AS ISO IEC 19795.2:2010 pdf download – Information technology—Biometric performance testing and reporting Part 2: Testing methodologies for technology and scenario evaluation
5 Overview of technology evaluations and scenario evaluations This standard addresses two types of evaluation methodologies: technology evaluations and scenario evaluations. A test report shall state whether it presents results from a technology evaluation, a scenario evaluation, or an evaluation that combines aspects of both technology and scenario evaluations. Technology evaluation is the offline evaluation of one or more algorithms for the same biometric modality using a pre-existing or specially-collected corpus of samples. The utility of technology testing stems from its separation of the human-sensor acquisition interaction and the recognition process, whose benefits include the following:
⎯ Ability to conduct full cross-comparison tests. Technology evaluation affords the possibility to use the entire testing population as claimants to the identities of all other members (i.e. impostors) and this allows estimates of false match rates to be made to on the order of one in N 2 , rather than one in N.
⎯ Ability to conduct exploratory testing. Technology evaluation can be run with no real-time output demands, and is thus well-suited to research and development. For example, the effects of algorithmic improvements, changes in run time parameters such as effort levels and configurations, or different image databases, can be measured in, essentially, a closed-loop improvement cycle.

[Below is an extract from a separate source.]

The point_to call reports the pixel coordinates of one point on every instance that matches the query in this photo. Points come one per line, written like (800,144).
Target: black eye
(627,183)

⎯ Ability to conduct multi-instance and multi-algorithmic testing. By using common test procedures, interfaces, and metrics, technology evaluation affords the possibility to conduct repeatable evaluations of multi-instance systems (e.g. three views of a face) and multi-algorithmic (e.g. supplier A and supplier B) performance, or any combination thereof.
⎯ Provided the corpus contains appropriate sample data, technology testing is potentially capable of testing all modules subsequent to the human-sensor interface, including: a quality control and feedback module(s), signal processing module(s), image fusion module(s) (for multi-modal or multi-instance biometrics), feature extraction and normalization module(s), feature-level fusion module(s), comparison score computation and fusion module(s), and score normalization module(s).

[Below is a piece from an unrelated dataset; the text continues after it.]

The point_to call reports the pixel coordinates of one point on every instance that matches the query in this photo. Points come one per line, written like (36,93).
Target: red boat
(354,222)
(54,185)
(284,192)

⎯ The nondeterministic aspects of the human-sensor interaction preclude true repeatability and this complicates comparative product testing. Elimination of this interaction as a factor in performance measurement allows for repeatable testing. This offline process can be repeated ad infinitum with little marginal cost.
⎯ If sample data is available, performance can be measured over very large target populations, utilizing samples acquired over a period of years.
NOTE 1 Collecting a database of samples for offline enrolment and calculation of comparison scores allows greater control over which samples and attempts are to be used in any transaction.
NOTE 2 Technology evaluation will always involve data storage for later, offline processing. However, with scenario evaluations, online transactions might be simpler for the tester
— the system is operating in its usual manner and storage of samples, although recommended, is not absolutely necessary. Scenario evaluation is the online evaluation of end-to-end system performance in a prototype or simulated application. The utility of scenario testing stems from the inclusion of human-sensor acquisition interaction in conjunction with the enrolment and recognition processes, whose benefits include the following:
⎯ Ability to gauge impact of additional attempts and transactions on system’s ability to enrol and recognize Test Subjects.
⎯ Ability to collect throughput results for enrolment and recognition trials inclusive of presentation and sample capture duration.
NOTE 3 In online evaluations, the Experimenter may decide not to retain biometric samples, reducing storage requirements and in certain cases ensuring fidelity to real-world system operations. However, retention of samples in online tests is recommended for auditing and to enable subsequent offline analysis.
NOTE 4 Testing a biometric system will involve the collection of input images or signals, which are used for biometric reference generation at enrolment and for calculation of comparison scores at later attempts. The images/signals collected can either be used immediately for an online enrolment, verification or identification attempt, or may be stored and used later for offline enrolment, verification or identification.